Let me give you a little history of my Mac purchase history
There was a time that I bought a new computer (with my own money) every two years. I bought the first Mac Pro when it came (2006) out and I spent thousands on it, because I wanted a really fast computer. Since I spent so much on this one, I skipped the next few upgrades because they weren’t that significant. However, in 2012 they did introduce a newer model and I decided that it was time to upgrade. I went all out and got a 12 core model with all the bells and whistles. Again spending thousands of dollars on it. I couldn’t wait to get it set up and through a video timeline at it. Oh boy, this was going to be amazing right? Guess what? It was faster. Yep, it sure was faster. However, it wasn’t night and day faster. Instead of taking 10 minutes, it took around 7 minutes.
What made matters worse is that computer speed is something that you acclimated to very quickly. In a week you will be used to the new speed as the new normal. I spent thousands of dollars on something that didn’t have a significant impact on my day-to-day because I wasn’t sitting there all day rendering video.
I decided right then and there that I would never buy a Mac Pro again! Not because it was a bad computer or wasn’t as fast as they claimed it would be. It was because it was overkill for my day-to-day work. I sold it and never looked back.
Look at my 2014 post for some shocking benchmarks: “Photographers Don’t Waste Your Money on a Mac Pro”
I couldn’t help but notice how many times during the Mac Studio launch that Apple showed benchmarks where the Mac Studio was faster than the more expensive Intel-based Mac Pro. While that’s a testament to the speed of Apple Silicon, it’s a smack in the face to those that paid $6,000+ on a Mac Pro not that long ago.
My personal computer (bought with my own money) is an M1 MacBook Air and it rocks! For what I do it’s fast enough. I can’t remember the last time I had to wait for something to process. Everything seems instantaneous.

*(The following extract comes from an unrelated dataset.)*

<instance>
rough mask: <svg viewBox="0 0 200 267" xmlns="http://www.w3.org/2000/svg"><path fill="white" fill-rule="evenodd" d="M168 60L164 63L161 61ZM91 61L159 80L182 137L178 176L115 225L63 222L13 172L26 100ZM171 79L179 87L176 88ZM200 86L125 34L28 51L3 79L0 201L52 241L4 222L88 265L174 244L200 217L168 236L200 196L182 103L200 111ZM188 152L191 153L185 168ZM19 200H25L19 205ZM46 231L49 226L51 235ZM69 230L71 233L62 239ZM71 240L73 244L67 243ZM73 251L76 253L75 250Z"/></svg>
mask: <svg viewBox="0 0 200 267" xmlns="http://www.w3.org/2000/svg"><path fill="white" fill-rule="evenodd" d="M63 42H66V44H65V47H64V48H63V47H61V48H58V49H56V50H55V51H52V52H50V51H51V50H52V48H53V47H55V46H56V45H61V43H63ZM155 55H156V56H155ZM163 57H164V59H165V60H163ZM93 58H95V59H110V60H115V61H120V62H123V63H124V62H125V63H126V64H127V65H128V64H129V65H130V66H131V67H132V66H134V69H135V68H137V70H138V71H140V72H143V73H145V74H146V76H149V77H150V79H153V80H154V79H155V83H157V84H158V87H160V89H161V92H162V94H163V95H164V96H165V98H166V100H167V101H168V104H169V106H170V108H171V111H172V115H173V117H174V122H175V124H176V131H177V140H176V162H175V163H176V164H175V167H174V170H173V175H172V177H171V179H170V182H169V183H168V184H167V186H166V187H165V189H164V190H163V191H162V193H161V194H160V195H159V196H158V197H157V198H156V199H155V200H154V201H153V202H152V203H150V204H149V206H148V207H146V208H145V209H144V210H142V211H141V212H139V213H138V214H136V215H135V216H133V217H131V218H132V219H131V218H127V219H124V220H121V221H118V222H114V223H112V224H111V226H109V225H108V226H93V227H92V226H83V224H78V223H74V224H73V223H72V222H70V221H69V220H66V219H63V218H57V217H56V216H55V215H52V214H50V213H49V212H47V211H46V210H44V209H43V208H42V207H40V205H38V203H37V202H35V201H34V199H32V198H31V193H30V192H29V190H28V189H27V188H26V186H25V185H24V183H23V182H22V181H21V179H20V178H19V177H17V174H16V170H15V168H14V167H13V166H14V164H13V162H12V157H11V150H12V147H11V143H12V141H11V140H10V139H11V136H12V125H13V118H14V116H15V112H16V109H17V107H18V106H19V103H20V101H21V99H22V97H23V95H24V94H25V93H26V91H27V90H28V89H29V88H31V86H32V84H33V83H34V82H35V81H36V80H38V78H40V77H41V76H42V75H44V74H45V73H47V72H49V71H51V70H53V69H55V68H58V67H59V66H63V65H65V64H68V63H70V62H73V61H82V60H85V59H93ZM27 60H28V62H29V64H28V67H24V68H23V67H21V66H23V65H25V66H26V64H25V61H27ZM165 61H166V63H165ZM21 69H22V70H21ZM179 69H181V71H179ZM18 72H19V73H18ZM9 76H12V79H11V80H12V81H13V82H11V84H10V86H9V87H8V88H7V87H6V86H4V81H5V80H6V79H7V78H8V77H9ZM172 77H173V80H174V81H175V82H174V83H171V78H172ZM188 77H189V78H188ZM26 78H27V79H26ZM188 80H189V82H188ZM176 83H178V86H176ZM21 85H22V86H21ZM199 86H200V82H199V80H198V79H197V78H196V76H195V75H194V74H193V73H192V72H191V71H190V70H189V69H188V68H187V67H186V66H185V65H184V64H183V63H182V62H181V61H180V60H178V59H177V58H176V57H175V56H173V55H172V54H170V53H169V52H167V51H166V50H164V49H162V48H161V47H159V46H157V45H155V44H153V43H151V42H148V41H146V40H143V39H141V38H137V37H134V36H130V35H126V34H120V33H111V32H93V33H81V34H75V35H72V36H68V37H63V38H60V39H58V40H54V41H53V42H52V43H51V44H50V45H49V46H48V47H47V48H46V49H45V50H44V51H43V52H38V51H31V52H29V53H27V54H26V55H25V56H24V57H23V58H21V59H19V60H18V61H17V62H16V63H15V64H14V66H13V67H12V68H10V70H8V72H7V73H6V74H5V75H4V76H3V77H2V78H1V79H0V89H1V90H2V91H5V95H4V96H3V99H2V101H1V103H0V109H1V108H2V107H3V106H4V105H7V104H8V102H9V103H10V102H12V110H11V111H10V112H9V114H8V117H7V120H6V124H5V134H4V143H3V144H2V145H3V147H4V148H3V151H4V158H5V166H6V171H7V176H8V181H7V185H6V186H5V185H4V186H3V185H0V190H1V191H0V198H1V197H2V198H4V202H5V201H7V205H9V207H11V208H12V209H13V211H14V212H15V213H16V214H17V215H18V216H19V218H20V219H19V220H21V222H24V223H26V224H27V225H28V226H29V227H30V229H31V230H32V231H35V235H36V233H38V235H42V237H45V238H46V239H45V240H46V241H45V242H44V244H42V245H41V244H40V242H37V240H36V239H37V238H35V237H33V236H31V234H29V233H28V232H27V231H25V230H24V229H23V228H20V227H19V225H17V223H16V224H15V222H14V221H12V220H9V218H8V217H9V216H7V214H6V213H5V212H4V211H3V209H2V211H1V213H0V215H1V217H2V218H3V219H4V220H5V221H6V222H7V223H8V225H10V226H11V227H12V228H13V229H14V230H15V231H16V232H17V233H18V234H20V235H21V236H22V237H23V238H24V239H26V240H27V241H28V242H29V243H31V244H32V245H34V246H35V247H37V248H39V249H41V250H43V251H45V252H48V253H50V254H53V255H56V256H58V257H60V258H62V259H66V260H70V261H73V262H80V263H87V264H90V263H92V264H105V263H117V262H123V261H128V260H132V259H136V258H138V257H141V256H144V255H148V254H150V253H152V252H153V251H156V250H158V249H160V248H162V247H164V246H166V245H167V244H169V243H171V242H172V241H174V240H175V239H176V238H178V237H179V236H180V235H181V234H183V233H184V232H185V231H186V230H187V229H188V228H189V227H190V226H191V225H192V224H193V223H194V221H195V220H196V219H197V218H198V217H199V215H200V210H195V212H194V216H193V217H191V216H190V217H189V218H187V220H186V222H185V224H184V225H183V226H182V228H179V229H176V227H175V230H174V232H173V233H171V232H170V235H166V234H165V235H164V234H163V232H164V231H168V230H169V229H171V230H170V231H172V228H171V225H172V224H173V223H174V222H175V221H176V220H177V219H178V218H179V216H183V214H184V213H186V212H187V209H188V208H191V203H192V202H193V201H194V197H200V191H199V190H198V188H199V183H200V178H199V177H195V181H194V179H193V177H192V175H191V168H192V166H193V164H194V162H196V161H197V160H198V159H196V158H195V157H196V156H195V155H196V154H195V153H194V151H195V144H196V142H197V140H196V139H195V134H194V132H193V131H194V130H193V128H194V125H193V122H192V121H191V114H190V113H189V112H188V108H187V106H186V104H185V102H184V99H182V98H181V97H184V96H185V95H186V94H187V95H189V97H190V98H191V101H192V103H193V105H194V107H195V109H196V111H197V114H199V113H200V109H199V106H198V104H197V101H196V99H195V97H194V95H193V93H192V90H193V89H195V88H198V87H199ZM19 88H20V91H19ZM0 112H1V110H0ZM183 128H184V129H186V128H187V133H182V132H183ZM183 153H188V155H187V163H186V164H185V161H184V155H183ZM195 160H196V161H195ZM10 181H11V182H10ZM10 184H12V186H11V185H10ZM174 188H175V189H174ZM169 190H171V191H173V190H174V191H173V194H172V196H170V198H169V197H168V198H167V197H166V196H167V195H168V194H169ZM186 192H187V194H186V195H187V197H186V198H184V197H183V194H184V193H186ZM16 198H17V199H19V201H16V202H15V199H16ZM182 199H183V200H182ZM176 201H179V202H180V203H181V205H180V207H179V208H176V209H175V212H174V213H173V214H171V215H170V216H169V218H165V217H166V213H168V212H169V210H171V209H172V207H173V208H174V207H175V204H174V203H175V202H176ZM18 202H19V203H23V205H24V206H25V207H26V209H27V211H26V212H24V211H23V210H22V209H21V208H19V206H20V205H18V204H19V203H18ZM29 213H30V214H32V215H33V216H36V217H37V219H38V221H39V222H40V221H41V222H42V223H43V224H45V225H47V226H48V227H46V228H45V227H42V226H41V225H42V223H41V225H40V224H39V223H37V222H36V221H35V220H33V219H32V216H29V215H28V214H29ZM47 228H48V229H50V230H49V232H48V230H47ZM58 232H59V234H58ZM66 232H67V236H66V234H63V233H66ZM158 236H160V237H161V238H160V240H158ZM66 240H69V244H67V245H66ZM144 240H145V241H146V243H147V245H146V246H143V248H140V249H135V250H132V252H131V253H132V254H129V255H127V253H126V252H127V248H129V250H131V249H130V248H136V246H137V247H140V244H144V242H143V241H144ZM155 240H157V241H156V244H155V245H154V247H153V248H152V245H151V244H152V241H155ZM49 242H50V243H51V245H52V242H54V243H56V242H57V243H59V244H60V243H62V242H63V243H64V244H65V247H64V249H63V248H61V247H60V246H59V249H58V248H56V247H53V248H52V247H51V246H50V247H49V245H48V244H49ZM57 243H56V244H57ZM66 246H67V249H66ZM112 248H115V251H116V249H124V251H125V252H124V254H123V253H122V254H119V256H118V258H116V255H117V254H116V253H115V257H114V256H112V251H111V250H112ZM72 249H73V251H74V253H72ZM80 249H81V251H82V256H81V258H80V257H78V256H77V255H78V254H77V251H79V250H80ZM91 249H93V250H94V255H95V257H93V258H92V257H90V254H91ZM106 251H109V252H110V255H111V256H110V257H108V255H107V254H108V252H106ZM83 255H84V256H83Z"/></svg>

My work computer (supplied by my employer) is a MacBook Pro M1 Max and it totally rocks! It’s fast enough for all the demands of my work life and that includes working in Photoshop, Lightroom Classic, Premiere Pro, After Effects, and more.
I almost never see a progress bar. How would a Mac Studio make that any better? It would be nice to have and I certainly recommend it for those that have a production job. It’s overkill for what I do. Again that doesn’t mean that I wouldn’t spring for one, but it’s certainly not a priority.
If you want a Mac Studio, do you need the M1 Max Ultra?
The last thing I’ll leave you with is that Apple offers the Mac Studio in two significantly different configurations in terms of price. The very capable M1 Max based Studio starts at $1,999 which is reasonable for what you get and the speed. The M1 Ultra based Studio starts at $3,999. It’s literally double the price. If you’re not a production artist, you probably don’t need to have a computer that you sit back and say “yeah it’s faster.” If you have $3,999 burning a hole in your pocket, get the M1 Max model, the new Studio Display, keyboard, and mouse then invest the $800 leftover in crypto.
I will likely get the New Studio Display and connect it to my MacBook Pro. I love that a single Thunderbolt 4 cable drives the display and also powers the MacBook Pro.